While I’ve often lamented the leading-a-horse-to-water scenario that is shooting sports and its connection to the future of hunting, more and more sportsmen’s and conservation groups are taking notice of the growing ranks of young shotgunners in their communities and beginning to nudge them into drinking of all the outdoors has to offer. From nationwide entities like Delta Waterfowl, to big game organizations like the Rocky Mountain Elk Foundation, to the littlest of local wildlife clubs, these groups are not only sponsoring the efforts of shooting sports organizations like ours, but they are beginning to recruit from their ranks these young sportsmen and women, who rarely miss a week of shooting, and as they improve, miss fewer and fewer targets on their scoresheets. They’re beginning to connect the two together, realizing that this spring’s new shooters are next fall’s new hunters armed with a great shot and more than the basics of what they learned in hunter’s education which makes their transition from trap house to field easier and more successful. What’s more, they’re beginning to see that next fall’s new hunters can be lifelong advocates for the activity and the conservation efforts that sustain it, beyond just the tax revenue that comes from their purchase of each shell shot at a sporting clays station or the fifth post on a trap house. Like a straight away clay on a calm sunny day, it’s an easy connection to make, and couldn’t have happened at a better time.

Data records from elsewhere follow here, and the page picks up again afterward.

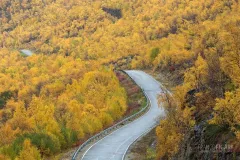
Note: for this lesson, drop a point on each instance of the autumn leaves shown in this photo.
(55, 103)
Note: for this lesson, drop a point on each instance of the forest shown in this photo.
(52, 100)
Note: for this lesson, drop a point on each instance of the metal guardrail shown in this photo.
(110, 129)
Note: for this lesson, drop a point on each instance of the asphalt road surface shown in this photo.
(115, 145)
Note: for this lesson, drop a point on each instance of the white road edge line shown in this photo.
(117, 129)
(150, 103)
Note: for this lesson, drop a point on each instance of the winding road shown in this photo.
(115, 145)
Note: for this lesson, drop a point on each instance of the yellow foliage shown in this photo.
(29, 152)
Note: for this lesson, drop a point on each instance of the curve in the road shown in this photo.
(115, 145)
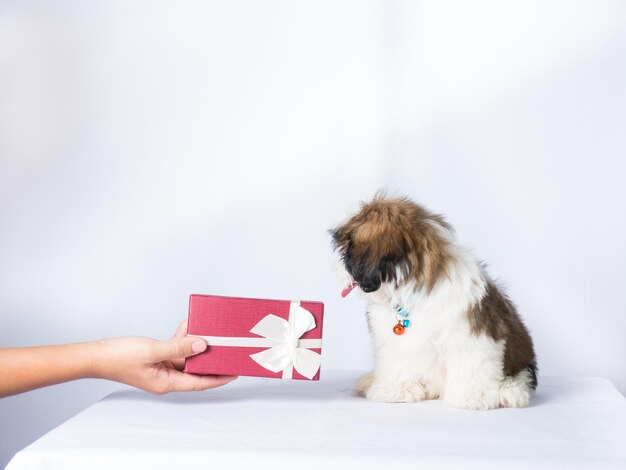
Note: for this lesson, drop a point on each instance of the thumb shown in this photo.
(177, 348)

As our world returns to some semblance of normal and these conservation groups and shooting sports programs like ours spring back to life in recruiting for and advancing their missions, the growing ranks of young shooters provide a target-rich environment to jump start their futures. In that richness the hope of hunting rests, and from those new hunters comes the next generation of conservationists and advocates for tall grasses, open lands, clean waters and abundant game. The connection is there, and as the numbers of participants follow our group’s trends and increase into the tens of thousands participating nationwide each spring, it’s becoming an opportunity which is not to be missed by everyone involved in preserving the future…of our outdoors.
Featured Photo: Jackson Bryant of Legacy High School (Bismarck, N.D.) shatters a clay target thrown from a skeet house in Sunday’s opening session of the spring high school shooting sports season. Simonson Photo.